Mr. Haggerty was employed in Hollywood as an animal trainer and stuntman when a producer asked him to reprise portions of the film’s opening sequences, which were about a woodsman and his bear.

Based on Charles Sellier Jr.’s novel “The Life and Times of Grizzly Adams,” it narrated the tale of a man from California who runs away from the woods after being wrongfully convicted of murder. There, he befriends the local wildlife and tames an abandoned bear.

Mr. Haggerty consented, provided that he may do the full film. After being remade for $165,000, the movie finally brought in close to $30 million from ticket sales. After that, it was made into a television series, and in February 1977, Mr. Haggerty returned to his environmentally conscious duty as the forest’s defender and animal buddy.

John Leonard described the first episode in The New York Times as “lukewarm to the heart.” Mad Jack (Denver Pyle) and the honorable red man Makuma (Don Shanks) bring bread and advise to the man and bear who have taken up residence in a log cabin. Bear washes his fur while the man traps his as they depart the cabin. There’s also a lot of connecting with nature, raccoons, owls, deer, bunnies, hawks, badgers, cougars, and a lump in the throat.

Warm and nostalgic, the show won over fans to Mr. Haggerty, who went on to win the 1978 People’s Choice Award for best new series actor. “Grizzly Adams” gave rise to two sequels: “Legend of the Wild,” which aired in 1978 and was eventually released in theaters in 1981; and “The Capture of Grizzly Adams,” which aired as a TV movie in 1982 and saw Adams being brought back to his hometown by bounty hunters in order to clear his record.

On November 19, 1942, Daniel Francis Haggerty was born in Los Angeles. After his parents divorced when he was three years old, he had a difficult upbringing and repeatedly escaped from military school. Eventually, he moved in with his actor father in Burbank, California.

He wed Diane Rooker at the age of 17. The union broke down in divorce. In 2008, he lost his second wife, Samantha Hilton, in a motorbike accident. His children, Don, Megan, Tracy, Dylan, and Cody, survive him.

In his debut movie, “Muscle Beach Party” (1964), he starred with Frankie Avalon and Annette Funicello as physique builder Biff. Then came came cameos in nature and motorcycle movies, such as “Biker With Bandana” and “Bearded Biker.” In “Easy Rider,” he made a fleeting appearance as a visitor to the hippie commune visited by Dennis Hopper and Peter Fonda.

In reality, Mr. Haggerty kept a variety of wild animals that he had either tamed from birth or rescued from harm on his tiny ranch in Malibu Canyon.
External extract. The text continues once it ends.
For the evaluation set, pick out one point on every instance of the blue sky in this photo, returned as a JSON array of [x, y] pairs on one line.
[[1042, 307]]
His abilities brought him work as a stuntman and animal trainer on the television shows “Daktari” and “Tarzan,” in addition to sporadic roles in movies. “People magazine didn’t like actors jumping on them,” he said in 1978.

He acted as a Siberian tiger trapper in “Where the North Wind Blows” (1974), one of his outdoor-themed flicks, and in “The Adventures of Frontier Fremont” (1976). In the David Carradine movie “Americana,” he had an appearance as a dog trainer (1983). He portrayed a figure who was strikingly similar to Grizzly Adams in the movies “Grizzly Mountain” (1997) and “Escape to Grizzly Mountain” (2000).

As his career faded, Mr. Haggerty starred in horror movies such as “Axe Giant: The Wrath of Paul Bunyan” (2013), “Terror Night” (1987), and “Elves” (1989), in which he played an inebriated mall Santa. He was given a 90-day jail sentence in 1985 for supplying cocaine to two police agents who were undercover.

A negligent diner carrying a flaming cocktail ignited Mr. Haggerty’s well-known beard in 1977. He attempted to put out the fire, but instead burned his arms in the third degree. He was sent to a hospital where he would have therapy that would likely take a month.

“For the first few days, I was like a wounded wolf trying to heal myself—I just laid in the dark room drinking water,” he said to People. “Nurses urged me to open the curtains and attempted to give me morphine.” But occasionally, animals have better medical knowledge than humans. After ten days, he left the hospital on foot.